Asking about the interesting behaviours of TreeMap.putAll
David Holmes
david.holmes at oracle.com
Tue Mar 6 00:13:38 UTC 2012
I've been on both sides of these "bugs" over the years. The problem in
general is that there is no definition of what "equivalent" means. In
this particular case I don't think there was any need for Map to even
mention the "equivalence":
"Copies all of the mappings from the specified map to this map"

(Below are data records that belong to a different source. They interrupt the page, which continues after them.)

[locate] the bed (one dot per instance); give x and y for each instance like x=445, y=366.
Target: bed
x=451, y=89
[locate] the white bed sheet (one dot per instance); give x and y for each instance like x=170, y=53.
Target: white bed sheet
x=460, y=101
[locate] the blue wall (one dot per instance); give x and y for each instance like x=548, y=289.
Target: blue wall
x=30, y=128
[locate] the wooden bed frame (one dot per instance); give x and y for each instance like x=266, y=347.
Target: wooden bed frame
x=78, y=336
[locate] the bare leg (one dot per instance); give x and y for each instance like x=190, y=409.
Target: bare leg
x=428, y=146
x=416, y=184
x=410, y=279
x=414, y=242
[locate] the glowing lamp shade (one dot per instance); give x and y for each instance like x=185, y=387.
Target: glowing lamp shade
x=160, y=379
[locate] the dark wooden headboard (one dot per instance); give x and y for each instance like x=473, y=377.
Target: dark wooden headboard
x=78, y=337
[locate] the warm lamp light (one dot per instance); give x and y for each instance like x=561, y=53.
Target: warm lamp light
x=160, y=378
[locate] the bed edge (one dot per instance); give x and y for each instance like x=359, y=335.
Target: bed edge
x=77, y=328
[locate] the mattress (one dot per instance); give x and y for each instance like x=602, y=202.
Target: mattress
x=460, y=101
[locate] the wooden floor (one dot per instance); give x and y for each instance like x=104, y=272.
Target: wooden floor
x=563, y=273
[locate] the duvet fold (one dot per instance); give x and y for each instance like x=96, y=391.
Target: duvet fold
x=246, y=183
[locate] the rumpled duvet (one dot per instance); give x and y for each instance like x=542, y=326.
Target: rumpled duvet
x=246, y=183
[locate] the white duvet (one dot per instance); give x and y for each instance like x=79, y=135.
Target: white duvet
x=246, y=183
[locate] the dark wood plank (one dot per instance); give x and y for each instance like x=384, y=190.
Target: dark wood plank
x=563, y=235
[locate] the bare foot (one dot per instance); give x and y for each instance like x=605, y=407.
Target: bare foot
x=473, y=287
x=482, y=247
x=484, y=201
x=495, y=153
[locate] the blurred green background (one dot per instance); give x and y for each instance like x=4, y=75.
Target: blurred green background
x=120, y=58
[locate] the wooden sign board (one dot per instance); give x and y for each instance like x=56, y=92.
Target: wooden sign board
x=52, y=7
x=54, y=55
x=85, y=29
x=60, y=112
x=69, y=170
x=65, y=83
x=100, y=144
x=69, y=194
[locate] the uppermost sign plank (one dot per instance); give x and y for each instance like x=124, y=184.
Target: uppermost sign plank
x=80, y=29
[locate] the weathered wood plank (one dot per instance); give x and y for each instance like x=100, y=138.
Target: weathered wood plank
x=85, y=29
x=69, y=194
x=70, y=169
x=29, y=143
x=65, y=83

seems pretty clear cut to me. No need to mention put() at all! Given
that put() was mentioned it is not unreasonable to think that there was
a reason why it was mentioned - perhaps because the intent was to
specify this to actually invoke put()! I know that is not the case but
my point is that by mentioning it you raise that possibility.
End result: update CR with this discussion and close as not a defect.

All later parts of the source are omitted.